C语言系统编程: ECS 150: Project #1 – Simple shell

General information

Due before 11:59 PM, Friday, January 27th, 2017.

You will be working with a partner for this project.

The reference work environment is the CSIF.

Specifications

Note that the specifications for this project are subject to change at anytime for additional clarification. Make sure to always refer to the latest version.

Introduction

The goal of this project is to understand important UNIX system calls by implementing a simple shell called sshell. A shell is a command-line interpreter: it accepts input from the user under the form of command lines and executes them.
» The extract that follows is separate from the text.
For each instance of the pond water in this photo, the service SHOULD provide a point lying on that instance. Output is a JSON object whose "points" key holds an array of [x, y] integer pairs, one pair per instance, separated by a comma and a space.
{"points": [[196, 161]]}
In the following example, it is the shell that is in charge of printing the shell prompt, understanding the supplied command line (redirect the output of executable program ls with the argument -lto the input of executable program cat), execute it and wait for it to finish before prompting the user for a new command line.

jporquet@pc10:~/ecs150 % ls -l | cat
total 12K
-rw------- 1 jporquet users 11K 2017-04-04 11:27 ASSIGNMENT.md
jporquet@pc10:~/ecs150 %

Similar to well-known shells such as bash or zsh, your shell will be able to:

  1. execute user-supplied commands with optional arguments
  2. offer a selection of builtin commands
  3. redirect the standard input or standard output of commands to files
  4. pipe the output of commands to other commands
  5. put commands in the background
  6. handle a history of recent commands

A working example of the simple shell can be found on the CSIF, at /home/jporquet/ecs150/sshell_ref.

Constraints

The shell must be written in C, be compiled with GCC and only use the standard functions provided by the GNU C Library (aka libc). All the functions provided by the libc can be used, but your program cannot be linked to any other external libraries.

Your source code should follow the relevant parts of the Linux kernel coding style and be properly commented.

Phase 0: preliminary work

In this preliminary phase, copy the skeleton C file /home/jporquet/ecs150/sshell.c to your directory. Compile it into an executable sshell and run it.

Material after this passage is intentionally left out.